物覚えが悪くなっていないのに、生活に一貫性がない(食事食べていないのに、家族には食べていたと言われるなど)感覚がして、不安になってくると、記憶が悪くなっている、言い方を変えると、認知症になっていっている可能性が高くなります。

認知症は、年単位で徐々に悪くなってくるものが多いですが、
脳の全体的な縮こまりが起こってきます。特に海馬と呼ばれる一時的な記憶を溜めておくところとかが悪くなったり、病気によって他の特徴的な部位の機能が低下して、小さくなっていくことも多いです。

脳は全体で巨大で複雑なネットワークをつくっていて、アルツハイマー型認知症などは、そのネットワークが壊れていくメカニズムも提唱されています。

脳の機能は、特徴的な場所が壊されると機能を発揮しない場合がありますが、多いのは手が動かなくなったりすることですね。

意識とか、思考とかといった高次機能は全体のネットワークとして機能している場合が多いです。

ところが、脳の一部分だけやられると、記憶の機能が一撃で壊れることがあります。

https://www.jstage.jst.go.jp/article/geriatrics/45/2/45_2_220/_pdf/-char/ja

脳の深部、内包の膝(ひざとかいて、しつと呼びます)の脳梗塞です。



https://www.rishou.org/quiz/quiz-20230908#/

ここは視床という部分と大脳皮質(もっとも広い脳の領域)を結ぶ種々の神経が通過する(専門的にいうと前視床脚と下視床脚が通る)ところです。

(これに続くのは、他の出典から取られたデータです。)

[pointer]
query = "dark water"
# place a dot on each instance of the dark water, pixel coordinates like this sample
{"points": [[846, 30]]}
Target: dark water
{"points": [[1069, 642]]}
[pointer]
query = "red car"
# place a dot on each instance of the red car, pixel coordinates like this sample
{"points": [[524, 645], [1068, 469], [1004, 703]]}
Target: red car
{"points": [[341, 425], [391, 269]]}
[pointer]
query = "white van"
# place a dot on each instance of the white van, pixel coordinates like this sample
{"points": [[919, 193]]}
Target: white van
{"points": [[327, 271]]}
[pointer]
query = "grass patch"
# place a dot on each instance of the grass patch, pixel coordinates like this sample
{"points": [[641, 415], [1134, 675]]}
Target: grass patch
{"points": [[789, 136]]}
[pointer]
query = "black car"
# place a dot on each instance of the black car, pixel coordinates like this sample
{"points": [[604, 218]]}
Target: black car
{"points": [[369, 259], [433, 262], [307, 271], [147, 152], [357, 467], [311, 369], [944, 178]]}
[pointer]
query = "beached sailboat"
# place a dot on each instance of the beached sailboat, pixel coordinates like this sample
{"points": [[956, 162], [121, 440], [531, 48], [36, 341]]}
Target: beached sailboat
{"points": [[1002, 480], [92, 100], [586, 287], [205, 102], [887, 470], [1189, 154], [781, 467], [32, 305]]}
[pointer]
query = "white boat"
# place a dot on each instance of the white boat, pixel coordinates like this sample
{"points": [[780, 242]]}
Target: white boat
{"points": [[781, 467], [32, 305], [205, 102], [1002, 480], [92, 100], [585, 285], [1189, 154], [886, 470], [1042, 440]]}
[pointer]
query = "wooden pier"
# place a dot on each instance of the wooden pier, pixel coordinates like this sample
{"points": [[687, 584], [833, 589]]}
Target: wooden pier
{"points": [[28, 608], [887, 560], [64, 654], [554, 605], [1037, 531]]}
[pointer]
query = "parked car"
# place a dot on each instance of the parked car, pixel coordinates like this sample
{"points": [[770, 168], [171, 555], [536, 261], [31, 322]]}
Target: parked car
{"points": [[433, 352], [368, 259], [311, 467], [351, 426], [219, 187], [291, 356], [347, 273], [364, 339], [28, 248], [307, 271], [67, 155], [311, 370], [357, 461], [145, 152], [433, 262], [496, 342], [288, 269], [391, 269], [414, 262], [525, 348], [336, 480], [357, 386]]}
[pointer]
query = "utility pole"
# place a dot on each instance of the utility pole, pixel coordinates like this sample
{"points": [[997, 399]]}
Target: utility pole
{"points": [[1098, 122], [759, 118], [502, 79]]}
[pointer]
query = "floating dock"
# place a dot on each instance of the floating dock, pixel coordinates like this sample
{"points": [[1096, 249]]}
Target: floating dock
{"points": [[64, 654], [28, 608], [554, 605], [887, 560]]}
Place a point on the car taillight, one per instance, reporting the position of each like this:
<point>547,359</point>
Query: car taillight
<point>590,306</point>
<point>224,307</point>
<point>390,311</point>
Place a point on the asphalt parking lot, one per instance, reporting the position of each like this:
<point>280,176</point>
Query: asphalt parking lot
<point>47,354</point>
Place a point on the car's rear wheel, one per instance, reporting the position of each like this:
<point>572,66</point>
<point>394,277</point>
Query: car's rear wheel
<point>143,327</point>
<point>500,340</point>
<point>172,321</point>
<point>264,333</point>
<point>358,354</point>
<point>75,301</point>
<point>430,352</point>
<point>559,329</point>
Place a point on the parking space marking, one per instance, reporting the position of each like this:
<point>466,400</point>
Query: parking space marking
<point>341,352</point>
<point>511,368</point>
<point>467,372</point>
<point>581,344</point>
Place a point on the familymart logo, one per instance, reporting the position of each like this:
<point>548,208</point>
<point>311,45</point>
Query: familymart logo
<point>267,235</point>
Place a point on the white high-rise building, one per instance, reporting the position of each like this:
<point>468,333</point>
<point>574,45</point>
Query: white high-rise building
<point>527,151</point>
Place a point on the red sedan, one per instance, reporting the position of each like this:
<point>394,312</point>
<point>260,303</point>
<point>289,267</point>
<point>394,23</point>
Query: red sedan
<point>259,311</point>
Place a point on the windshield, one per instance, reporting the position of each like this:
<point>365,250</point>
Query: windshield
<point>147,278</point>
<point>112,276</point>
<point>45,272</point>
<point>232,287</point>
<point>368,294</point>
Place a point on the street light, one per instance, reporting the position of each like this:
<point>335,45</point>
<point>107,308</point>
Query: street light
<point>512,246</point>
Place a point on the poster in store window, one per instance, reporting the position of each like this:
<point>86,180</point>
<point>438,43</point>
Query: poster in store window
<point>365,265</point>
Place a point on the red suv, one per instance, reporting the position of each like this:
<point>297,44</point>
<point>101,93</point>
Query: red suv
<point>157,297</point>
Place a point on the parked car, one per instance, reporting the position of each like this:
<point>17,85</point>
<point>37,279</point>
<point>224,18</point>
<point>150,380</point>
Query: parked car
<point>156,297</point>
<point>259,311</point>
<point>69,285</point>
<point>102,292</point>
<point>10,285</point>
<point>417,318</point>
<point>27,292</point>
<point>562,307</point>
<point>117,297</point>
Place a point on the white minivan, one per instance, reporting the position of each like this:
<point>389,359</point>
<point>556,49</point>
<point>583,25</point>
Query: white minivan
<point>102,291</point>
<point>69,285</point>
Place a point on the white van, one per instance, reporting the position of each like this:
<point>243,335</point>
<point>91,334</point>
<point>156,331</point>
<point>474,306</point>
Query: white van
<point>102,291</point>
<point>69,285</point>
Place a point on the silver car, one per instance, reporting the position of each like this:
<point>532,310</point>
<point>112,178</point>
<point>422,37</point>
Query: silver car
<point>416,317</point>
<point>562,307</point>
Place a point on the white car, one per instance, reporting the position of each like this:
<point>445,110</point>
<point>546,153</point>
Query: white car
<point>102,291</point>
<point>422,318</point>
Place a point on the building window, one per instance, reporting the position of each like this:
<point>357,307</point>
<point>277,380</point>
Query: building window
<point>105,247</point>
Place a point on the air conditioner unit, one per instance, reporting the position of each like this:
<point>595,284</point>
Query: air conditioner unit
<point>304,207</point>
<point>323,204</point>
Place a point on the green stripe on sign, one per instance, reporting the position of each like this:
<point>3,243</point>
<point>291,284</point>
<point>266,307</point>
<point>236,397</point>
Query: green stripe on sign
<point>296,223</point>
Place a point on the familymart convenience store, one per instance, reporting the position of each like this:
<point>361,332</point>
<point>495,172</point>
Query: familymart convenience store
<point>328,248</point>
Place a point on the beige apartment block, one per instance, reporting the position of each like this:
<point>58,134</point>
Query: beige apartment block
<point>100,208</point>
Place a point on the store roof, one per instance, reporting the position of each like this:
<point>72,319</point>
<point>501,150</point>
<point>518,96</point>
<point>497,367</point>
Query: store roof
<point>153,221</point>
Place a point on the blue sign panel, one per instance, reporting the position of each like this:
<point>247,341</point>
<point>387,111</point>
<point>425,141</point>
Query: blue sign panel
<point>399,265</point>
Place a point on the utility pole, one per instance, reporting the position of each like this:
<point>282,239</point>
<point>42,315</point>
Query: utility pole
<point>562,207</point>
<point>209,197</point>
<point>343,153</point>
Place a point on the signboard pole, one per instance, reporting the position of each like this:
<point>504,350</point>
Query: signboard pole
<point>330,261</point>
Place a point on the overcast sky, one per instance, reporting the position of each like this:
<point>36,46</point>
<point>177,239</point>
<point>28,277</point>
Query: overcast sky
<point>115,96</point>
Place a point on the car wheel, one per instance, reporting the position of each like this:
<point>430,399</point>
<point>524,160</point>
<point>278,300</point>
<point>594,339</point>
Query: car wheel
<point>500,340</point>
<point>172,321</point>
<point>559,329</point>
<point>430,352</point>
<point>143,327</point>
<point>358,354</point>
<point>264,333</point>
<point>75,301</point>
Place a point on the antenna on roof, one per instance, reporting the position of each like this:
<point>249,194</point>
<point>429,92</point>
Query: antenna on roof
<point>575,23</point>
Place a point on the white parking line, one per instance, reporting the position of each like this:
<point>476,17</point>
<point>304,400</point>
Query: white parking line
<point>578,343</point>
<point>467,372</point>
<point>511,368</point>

ちなみに、病気の大きさは僕の経験の中で多いのは、5m mとかです。

ラクナ梗塞と言って、脳の深部を貫通する血管が塞がって、そこの細胞が壊れてしまうんですね。

高血圧とか、糖尿病などでなりやすくなると言われています。

下の図で赤い管が動脈(血管)です。

https://www.saiseikai.or.jp/medical/disease/lacunar_infarction/


人によっては生活ができなくなってしまうくらい記憶力がなくなってしまいます。

こんな小さな病気で、人生が終わってしまうとはちょっと驚きですよね。

ちなみに、脳梗塞はたくさんできる人が多いですが(なりやすい人は複数起こる)、
このタイプは、1箇所だけという人も結構います。

人生にはつくづくいろんなリスクがあるものだと考えさせられます。

ただ、僕の知る範囲の中では、病気の小ささに対して、破壊力が最強です。